Sighing, she took up the newspaper and scanned the advertisements. There were several, but only two for which she might be thought suitable. With a heavy heart, Prue read the requirements more closely.
Knowledge of the globes and the French tongue? Yes, she was on safe ground there. Some artistic ability. That would depend upon how much was needed. A lively personality? Well, that must rule her out at once! She was more dead than alive, and she could see no diminution of this condition in the foreseeable future.

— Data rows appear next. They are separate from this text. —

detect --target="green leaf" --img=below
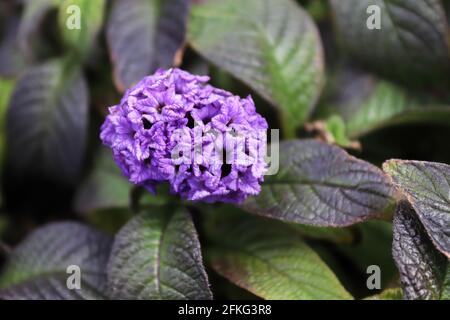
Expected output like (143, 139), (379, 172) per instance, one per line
(347, 80), (450, 137)
(331, 0), (450, 84)
(17, 0), (60, 57)
(7, 60), (88, 184)
(107, 0), (189, 91)
(366, 288), (403, 300)
(58, 0), (105, 57)
(243, 140), (392, 226)
(210, 215), (352, 300)
(383, 160), (450, 257)
(188, 0), (324, 136)
(0, 77), (16, 170)
(108, 209), (212, 300)
(288, 223), (355, 244)
(74, 148), (132, 213)
(0, 14), (25, 77)
(392, 201), (450, 300)
(335, 220), (398, 290)
(0, 222), (112, 300)
(318, 67), (450, 138)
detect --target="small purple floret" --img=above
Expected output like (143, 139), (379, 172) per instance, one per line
(100, 69), (268, 203)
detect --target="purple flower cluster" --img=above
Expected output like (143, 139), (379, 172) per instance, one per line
(100, 69), (267, 203)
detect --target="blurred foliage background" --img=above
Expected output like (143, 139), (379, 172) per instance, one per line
(0, 0), (450, 298)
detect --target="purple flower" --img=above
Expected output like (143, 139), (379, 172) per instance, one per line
(100, 69), (268, 203)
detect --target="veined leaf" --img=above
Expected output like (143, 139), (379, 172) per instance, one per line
(318, 69), (450, 139)
(188, 0), (324, 135)
(7, 60), (88, 184)
(58, 0), (105, 57)
(392, 201), (450, 300)
(108, 209), (212, 300)
(243, 140), (392, 226)
(331, 0), (450, 83)
(107, 0), (190, 91)
(0, 222), (112, 300)
(210, 212), (352, 300)
(383, 160), (450, 257)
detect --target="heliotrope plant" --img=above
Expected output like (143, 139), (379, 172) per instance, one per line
(0, 0), (450, 299)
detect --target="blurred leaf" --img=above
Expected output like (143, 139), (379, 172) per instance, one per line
(366, 288), (403, 300)
(317, 68), (450, 141)
(107, 0), (190, 91)
(392, 201), (450, 300)
(188, 0), (324, 136)
(17, 0), (61, 57)
(58, 0), (105, 57)
(0, 222), (112, 300)
(243, 140), (392, 226)
(0, 215), (9, 241)
(74, 148), (132, 212)
(347, 81), (450, 137)
(85, 208), (133, 234)
(7, 60), (88, 183)
(210, 215), (352, 300)
(108, 209), (212, 300)
(331, 0), (450, 84)
(383, 160), (450, 257)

Perhaps Mrs Duxford would be able to help her. She had written to her old preceptress yesterday, with the hope that if she was unable to secure a position immediately she might at least return to the Seminary. She would have to pay her board—all the old students did so when they stayed—but there would be considerable comfort in the company of Kitty, and she would hear news of Nell. Only it must depend upon whether there was room. If the Seminary was full, she would have to take a lodging until such time as she found herself another place.
The prospect was uninviting, but not as chilling as it might have been in other circumstances. Numbed as she was by the greater evil, Prue was able to contemplate this possibility with equanimity. Nothing could be worse than her removal from Rookham Hall.